Plastikmüll gehört entgegen allen Versicherungen zu den schlimmsten Gefahren für die Zukunft des Planeten. Von Witterung und Brandung zu winzigen Polymeren zermahlen, übersteht der Plastikmüll tausende Jahre. Voll gesaugt mit allgegenwärtigen Toxinen, treten die Polymere über Quallen, Würmer und Fische schließlich wieder in die Nahrungskette von Tier und Mensch.

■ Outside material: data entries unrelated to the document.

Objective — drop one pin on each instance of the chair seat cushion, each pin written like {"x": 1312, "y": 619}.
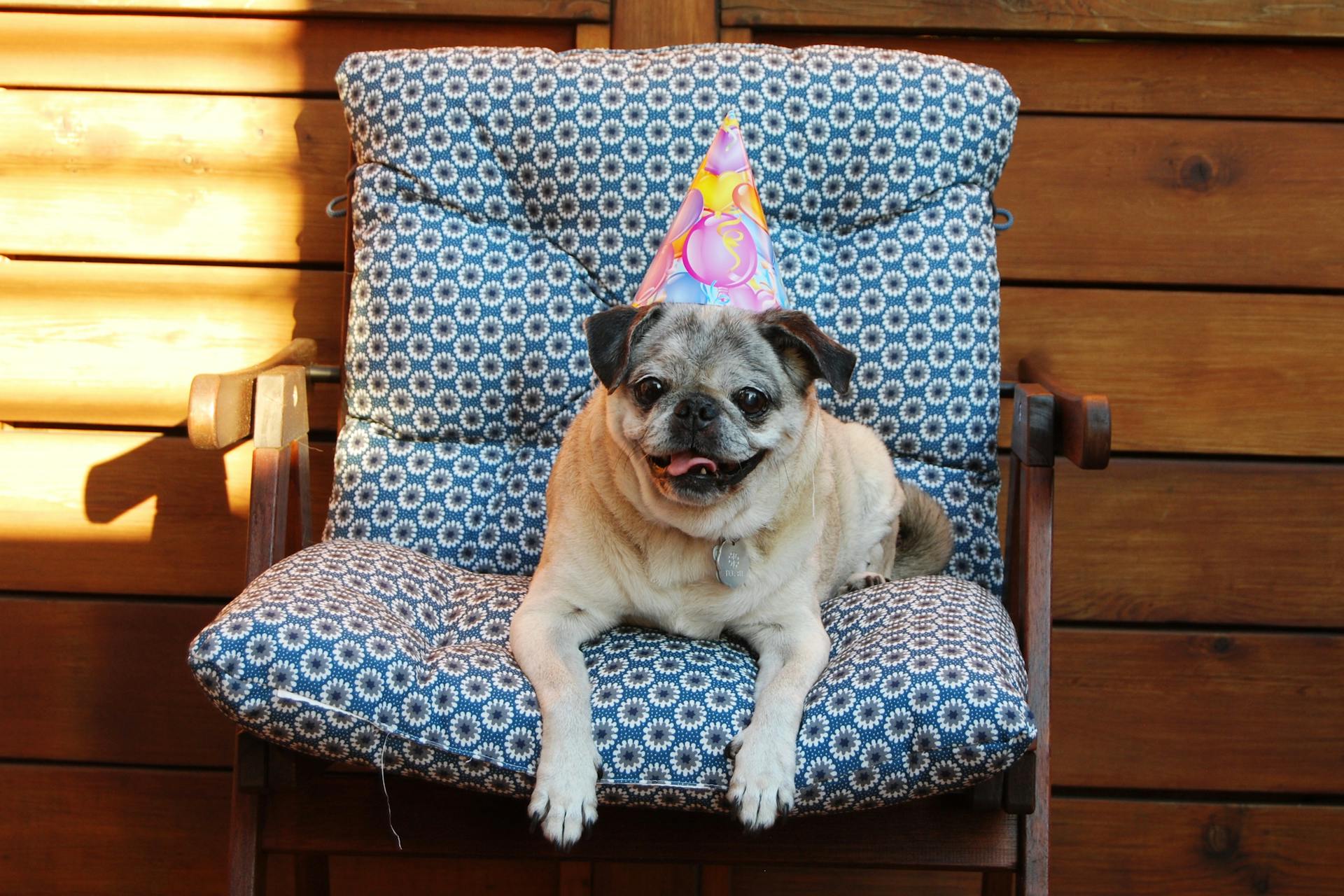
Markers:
{"x": 377, "y": 654}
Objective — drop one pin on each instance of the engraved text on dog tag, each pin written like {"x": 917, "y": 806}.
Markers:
{"x": 733, "y": 562}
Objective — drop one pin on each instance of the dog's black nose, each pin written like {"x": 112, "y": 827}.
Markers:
{"x": 696, "y": 410}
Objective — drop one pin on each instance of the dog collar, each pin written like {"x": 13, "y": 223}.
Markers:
{"x": 732, "y": 562}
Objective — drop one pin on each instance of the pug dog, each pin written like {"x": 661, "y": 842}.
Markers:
{"x": 707, "y": 440}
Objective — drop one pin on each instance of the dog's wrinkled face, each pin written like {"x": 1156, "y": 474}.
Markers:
{"x": 706, "y": 394}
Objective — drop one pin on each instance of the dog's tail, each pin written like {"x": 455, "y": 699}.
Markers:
{"x": 924, "y": 540}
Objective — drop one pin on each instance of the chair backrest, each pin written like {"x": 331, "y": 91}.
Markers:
{"x": 503, "y": 195}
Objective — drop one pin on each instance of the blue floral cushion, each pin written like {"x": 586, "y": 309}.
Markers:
{"x": 503, "y": 195}
{"x": 375, "y": 654}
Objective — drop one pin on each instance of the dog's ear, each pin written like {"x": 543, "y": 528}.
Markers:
{"x": 813, "y": 354}
{"x": 613, "y": 335}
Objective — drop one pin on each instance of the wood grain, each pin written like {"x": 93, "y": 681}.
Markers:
{"x": 1147, "y": 540}
{"x": 106, "y": 681}
{"x": 128, "y": 512}
{"x": 168, "y": 176}
{"x": 534, "y": 10}
{"x": 1132, "y": 200}
{"x": 70, "y": 830}
{"x": 1135, "y": 77}
{"x": 118, "y": 344}
{"x": 1206, "y": 542}
{"x": 197, "y": 54}
{"x": 435, "y": 820}
{"x": 363, "y": 875}
{"x": 1214, "y": 18}
{"x": 1152, "y": 848}
{"x": 143, "y": 331}
{"x": 657, "y": 23}
{"x": 1198, "y": 711}
{"x": 1142, "y": 200}
{"x": 851, "y": 881}
{"x": 1191, "y": 372}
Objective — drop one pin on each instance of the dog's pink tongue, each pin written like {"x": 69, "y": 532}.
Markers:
{"x": 683, "y": 463}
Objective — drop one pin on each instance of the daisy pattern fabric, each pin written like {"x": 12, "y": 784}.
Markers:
{"x": 500, "y": 198}
{"x": 379, "y": 656}
{"x": 504, "y": 195}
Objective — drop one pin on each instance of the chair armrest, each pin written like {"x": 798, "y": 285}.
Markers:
{"x": 1081, "y": 422}
{"x": 219, "y": 410}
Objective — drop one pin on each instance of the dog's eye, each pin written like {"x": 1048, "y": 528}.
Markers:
{"x": 752, "y": 402}
{"x": 647, "y": 390}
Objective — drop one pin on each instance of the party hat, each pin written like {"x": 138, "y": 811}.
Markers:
{"x": 718, "y": 248}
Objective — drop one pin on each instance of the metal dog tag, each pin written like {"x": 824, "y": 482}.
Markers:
{"x": 733, "y": 562}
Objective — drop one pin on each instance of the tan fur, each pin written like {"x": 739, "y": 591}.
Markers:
{"x": 818, "y": 516}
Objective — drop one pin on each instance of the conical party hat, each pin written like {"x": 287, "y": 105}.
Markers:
{"x": 718, "y": 248}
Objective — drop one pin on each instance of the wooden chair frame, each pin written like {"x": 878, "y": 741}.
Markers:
{"x": 286, "y": 802}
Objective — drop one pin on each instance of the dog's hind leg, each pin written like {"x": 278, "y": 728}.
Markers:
{"x": 545, "y": 637}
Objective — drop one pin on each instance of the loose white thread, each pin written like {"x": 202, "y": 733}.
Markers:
{"x": 382, "y": 774}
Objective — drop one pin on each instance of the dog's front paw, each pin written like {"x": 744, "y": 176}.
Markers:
{"x": 565, "y": 797}
{"x": 860, "y": 580}
{"x": 762, "y": 778}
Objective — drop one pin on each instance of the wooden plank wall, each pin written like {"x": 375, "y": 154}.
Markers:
{"x": 163, "y": 174}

Kapitän Charles Moore und seine Mannschaft stießen vor 12 Jahren auf einen gigantischen Müllteppich, dessen Ausmaße die Größe Mitteleuropas übersteigen. Eine Woche lang überquerten sie dieses scheinbar so stille Meer aus Kunststoffmüll, das sich als langsamer Wirbel im Uhrzeigersinn dreht. Auf der Meeresoberfläche schwimmen Plastiktüten, Flaschendeckel, die Reste von Fischernetzen, Einmalrasierer, CD-Hüllen, Eimer, Kabeltrommeln, Zahnbürsten, Feuerzeuge. Das Gesamtgewicht dieses Plastikmülls beläuft sich auf geschätzte drei Millionen Tonnen. Bisher hat sich kein Recyclinghof zuständig gefühlt, die naturfernen Müllschollen einzusammeln.

Von überall her treiben die Meeresströmungen den schwimmenden Plastikschrott in den Strudel zwischen Kalifornien und Hawaii, der mittlerweile den wenig schmeichelhaften Namen „Pazifischer Müllstrudel” erhalten hat. Er ist der größte, aber bei weitem nicht der einzige seiner Art.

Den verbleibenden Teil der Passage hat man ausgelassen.